AI is available to Google Cloud Vertex customers; new generation brings more realistic “photos” and can show Bard’s future
Google announced this Wednesday (13) Imagen 2, the new (and second) generation of its AI model for creating images. This artificial intelligence is only available to Vortex AI customers, a service available from Google Cloud. In previews shown by big tech, Imagen 2 delivers ultra-realistic results.
Google also claims that Imagen 2 has improved its understanding of prompts, which should lead the user to achieve the desired results (or as close to it as possible). Unfortunately, as it is a paid service within another paid service, we cannot test it and there is no testing space available from the company — and the Gemini case leaves us behind.
Images 2 trained with reading subtitles
In the official announcement of Imagen 2, made on the DeepMind website, a subsidiary of Google, the company reveals that to improve the understanding of the prompts , worked on expanding the description of images used in AI training. According to Google, this allowed Imagen 2 to improve understanding of the context and nuances of commands.
The AI model used in the tool also received “specialized training” in aesthetics based on human preferences. Google created an aesthetic scale (the popular Instagrammable) for each image, taking into account factors such as lighting, exposure time, framing and sharpness. The company claims this allows Imagen 2 to generate even higher quality images.

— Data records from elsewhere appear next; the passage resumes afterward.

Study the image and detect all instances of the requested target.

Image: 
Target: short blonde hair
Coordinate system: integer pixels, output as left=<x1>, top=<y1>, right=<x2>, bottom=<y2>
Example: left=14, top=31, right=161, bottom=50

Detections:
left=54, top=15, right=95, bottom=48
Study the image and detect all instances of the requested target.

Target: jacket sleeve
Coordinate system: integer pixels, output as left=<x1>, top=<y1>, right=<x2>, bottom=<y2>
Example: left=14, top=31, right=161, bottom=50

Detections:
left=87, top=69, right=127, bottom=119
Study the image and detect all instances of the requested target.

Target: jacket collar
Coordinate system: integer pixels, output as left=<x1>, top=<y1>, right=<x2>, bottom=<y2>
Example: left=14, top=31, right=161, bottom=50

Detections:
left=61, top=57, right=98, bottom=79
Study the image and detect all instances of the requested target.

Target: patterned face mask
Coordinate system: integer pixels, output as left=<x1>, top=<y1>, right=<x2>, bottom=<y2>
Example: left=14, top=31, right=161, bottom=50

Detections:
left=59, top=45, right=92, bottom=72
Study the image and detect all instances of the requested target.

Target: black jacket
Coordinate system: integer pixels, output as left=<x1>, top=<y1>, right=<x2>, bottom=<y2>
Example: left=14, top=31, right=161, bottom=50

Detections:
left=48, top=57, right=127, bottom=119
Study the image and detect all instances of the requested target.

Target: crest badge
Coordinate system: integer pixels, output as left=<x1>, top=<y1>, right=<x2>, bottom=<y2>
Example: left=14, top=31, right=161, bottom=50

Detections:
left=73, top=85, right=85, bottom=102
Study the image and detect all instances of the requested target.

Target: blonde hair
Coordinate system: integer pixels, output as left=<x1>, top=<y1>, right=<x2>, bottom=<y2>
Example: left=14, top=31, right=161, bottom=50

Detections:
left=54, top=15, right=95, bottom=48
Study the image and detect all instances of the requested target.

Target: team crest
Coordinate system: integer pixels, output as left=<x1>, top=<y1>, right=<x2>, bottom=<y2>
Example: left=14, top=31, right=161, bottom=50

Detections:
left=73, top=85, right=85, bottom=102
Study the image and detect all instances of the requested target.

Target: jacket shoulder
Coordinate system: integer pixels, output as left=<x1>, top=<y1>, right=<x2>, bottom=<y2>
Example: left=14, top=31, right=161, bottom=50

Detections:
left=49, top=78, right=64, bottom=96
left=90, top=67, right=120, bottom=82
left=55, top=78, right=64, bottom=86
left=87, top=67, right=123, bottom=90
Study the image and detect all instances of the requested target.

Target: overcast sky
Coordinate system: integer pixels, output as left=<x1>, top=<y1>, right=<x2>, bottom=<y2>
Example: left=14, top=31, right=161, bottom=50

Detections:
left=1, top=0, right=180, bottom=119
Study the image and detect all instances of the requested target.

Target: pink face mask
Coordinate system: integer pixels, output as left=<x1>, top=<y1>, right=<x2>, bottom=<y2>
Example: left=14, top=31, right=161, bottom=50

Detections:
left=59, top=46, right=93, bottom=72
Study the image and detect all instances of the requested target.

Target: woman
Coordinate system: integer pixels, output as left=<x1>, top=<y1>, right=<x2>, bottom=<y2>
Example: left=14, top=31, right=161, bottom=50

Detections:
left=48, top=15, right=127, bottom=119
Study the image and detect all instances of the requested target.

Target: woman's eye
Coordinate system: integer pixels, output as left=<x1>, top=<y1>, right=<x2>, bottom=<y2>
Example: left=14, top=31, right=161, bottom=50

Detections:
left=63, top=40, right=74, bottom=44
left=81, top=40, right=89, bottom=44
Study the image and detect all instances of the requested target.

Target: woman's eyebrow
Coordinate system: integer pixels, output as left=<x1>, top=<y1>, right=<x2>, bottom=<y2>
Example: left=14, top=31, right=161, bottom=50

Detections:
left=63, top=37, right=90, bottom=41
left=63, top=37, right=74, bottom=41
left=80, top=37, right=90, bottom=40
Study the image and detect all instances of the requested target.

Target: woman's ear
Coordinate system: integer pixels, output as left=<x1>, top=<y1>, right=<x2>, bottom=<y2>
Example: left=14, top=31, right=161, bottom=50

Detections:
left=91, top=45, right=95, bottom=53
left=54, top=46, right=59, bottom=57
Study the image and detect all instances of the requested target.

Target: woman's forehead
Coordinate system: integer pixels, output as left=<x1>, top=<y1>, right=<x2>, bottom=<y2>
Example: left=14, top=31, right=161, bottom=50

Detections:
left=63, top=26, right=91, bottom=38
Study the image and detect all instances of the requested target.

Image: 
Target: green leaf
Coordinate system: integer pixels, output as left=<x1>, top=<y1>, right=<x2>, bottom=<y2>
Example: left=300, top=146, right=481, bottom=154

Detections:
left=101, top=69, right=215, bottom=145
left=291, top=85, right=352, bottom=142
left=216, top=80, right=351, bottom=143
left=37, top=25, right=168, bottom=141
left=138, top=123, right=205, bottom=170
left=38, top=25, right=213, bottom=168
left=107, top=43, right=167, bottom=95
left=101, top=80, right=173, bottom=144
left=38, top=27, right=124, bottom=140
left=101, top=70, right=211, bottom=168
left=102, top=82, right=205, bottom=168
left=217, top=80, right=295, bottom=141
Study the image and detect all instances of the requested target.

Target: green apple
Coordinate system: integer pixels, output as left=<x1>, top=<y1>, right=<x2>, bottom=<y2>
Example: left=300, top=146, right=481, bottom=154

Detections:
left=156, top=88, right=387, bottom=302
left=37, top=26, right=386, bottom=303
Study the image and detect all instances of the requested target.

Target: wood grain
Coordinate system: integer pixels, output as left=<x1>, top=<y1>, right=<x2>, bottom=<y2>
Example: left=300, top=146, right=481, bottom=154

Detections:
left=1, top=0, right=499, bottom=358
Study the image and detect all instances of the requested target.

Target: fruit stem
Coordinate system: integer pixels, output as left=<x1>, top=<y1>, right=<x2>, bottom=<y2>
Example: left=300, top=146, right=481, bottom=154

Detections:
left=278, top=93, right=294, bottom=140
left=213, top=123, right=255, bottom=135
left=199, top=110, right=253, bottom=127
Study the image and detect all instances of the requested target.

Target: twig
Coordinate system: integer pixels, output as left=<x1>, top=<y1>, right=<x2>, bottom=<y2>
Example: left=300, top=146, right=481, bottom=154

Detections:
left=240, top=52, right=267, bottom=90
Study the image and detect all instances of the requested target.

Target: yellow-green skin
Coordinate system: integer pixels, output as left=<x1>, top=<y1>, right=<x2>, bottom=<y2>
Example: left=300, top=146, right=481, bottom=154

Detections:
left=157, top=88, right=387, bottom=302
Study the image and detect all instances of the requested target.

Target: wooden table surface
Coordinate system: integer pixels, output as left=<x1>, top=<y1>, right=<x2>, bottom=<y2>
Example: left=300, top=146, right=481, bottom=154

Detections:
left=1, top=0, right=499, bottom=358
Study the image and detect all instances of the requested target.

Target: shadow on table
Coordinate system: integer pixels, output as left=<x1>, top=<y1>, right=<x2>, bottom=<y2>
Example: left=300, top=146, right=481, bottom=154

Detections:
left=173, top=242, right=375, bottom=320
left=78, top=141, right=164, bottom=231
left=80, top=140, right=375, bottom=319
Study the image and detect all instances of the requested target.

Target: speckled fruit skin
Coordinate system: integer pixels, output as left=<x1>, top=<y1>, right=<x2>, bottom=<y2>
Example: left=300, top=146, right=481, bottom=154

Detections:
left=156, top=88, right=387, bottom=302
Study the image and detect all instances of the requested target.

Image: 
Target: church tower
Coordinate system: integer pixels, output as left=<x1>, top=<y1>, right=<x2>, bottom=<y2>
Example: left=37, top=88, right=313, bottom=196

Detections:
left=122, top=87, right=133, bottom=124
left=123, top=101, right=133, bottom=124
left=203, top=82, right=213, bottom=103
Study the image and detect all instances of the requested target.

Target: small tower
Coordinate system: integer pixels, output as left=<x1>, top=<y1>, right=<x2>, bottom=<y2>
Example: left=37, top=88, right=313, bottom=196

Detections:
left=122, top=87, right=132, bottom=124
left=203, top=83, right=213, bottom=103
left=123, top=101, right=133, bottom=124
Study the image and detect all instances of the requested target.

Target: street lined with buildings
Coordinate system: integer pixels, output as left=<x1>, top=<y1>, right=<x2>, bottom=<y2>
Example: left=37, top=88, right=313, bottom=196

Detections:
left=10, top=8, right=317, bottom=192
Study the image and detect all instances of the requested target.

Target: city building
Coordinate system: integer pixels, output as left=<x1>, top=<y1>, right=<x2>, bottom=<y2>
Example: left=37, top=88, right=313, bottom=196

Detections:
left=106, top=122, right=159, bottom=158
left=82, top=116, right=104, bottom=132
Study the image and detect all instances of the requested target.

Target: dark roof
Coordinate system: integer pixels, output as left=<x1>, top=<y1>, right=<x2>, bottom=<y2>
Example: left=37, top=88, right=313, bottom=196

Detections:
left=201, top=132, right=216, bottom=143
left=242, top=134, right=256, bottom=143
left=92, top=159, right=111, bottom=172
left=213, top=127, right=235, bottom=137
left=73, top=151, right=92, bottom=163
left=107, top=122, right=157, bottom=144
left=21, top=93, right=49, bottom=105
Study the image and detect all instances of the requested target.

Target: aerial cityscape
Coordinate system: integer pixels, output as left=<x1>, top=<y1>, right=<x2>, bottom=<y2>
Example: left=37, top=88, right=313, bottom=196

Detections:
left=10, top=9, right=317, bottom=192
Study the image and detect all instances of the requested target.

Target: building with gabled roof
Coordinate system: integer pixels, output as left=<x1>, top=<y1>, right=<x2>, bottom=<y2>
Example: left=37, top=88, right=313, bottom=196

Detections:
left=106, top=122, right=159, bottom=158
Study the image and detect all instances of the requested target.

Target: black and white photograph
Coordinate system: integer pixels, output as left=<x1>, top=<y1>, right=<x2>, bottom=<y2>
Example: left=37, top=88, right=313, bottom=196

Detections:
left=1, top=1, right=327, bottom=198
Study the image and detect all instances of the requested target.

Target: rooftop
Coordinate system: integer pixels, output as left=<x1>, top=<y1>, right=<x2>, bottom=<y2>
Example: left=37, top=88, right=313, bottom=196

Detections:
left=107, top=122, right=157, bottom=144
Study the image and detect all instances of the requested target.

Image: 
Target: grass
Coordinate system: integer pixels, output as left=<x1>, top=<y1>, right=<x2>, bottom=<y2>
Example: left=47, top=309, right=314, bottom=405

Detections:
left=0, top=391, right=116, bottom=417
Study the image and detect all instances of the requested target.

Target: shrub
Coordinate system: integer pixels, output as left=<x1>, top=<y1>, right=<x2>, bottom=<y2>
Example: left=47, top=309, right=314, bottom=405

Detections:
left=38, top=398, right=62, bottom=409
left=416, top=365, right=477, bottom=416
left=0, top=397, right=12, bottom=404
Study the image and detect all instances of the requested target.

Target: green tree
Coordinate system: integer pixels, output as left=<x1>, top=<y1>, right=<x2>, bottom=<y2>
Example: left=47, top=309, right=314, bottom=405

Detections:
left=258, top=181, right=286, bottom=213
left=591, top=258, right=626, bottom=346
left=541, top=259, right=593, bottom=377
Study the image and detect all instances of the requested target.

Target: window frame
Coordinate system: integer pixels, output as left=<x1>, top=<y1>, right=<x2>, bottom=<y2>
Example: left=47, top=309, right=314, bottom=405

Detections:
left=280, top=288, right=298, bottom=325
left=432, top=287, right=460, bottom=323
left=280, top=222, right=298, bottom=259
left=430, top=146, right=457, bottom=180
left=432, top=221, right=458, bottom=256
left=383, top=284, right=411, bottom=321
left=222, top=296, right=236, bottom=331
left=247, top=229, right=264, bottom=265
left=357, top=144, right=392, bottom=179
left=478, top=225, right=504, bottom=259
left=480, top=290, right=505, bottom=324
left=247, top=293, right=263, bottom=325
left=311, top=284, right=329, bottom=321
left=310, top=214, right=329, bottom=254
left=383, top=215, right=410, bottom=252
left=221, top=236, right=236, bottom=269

This ability, added to the example given by Google, raises a question: how long will AIs be present in social media feeds through beautiful Instagrammable images? Images of people are becoming more and more realistic, but why would anyone be interested in publishing a photo of another person or someone similar? Images of beautiful landscapes are still more attractive for likes.
Imagen has a tool to recognize your images
A differentiator of Imagen’s AI is that it has a watermark that recognizes images created by itself. This Google technology creates an identifier in the pixels of photos and artwork created by artificial intelligence and, according to the company, cannot be removed in any way. Thus, a user can upload an image to Imagen and it will identify whether it was created by AI or not.
The negative point for Imagen is that it remains restricted to Google customers. Bard is not yet capable of generating images (although he says yes, he just searches for them on Google). Googlegenerative AI uses LLM Gemini, but Google’s plans to bring image creation to Bard are unknown. However, Imagen already gives a preview of what we can see in the future (distant or near).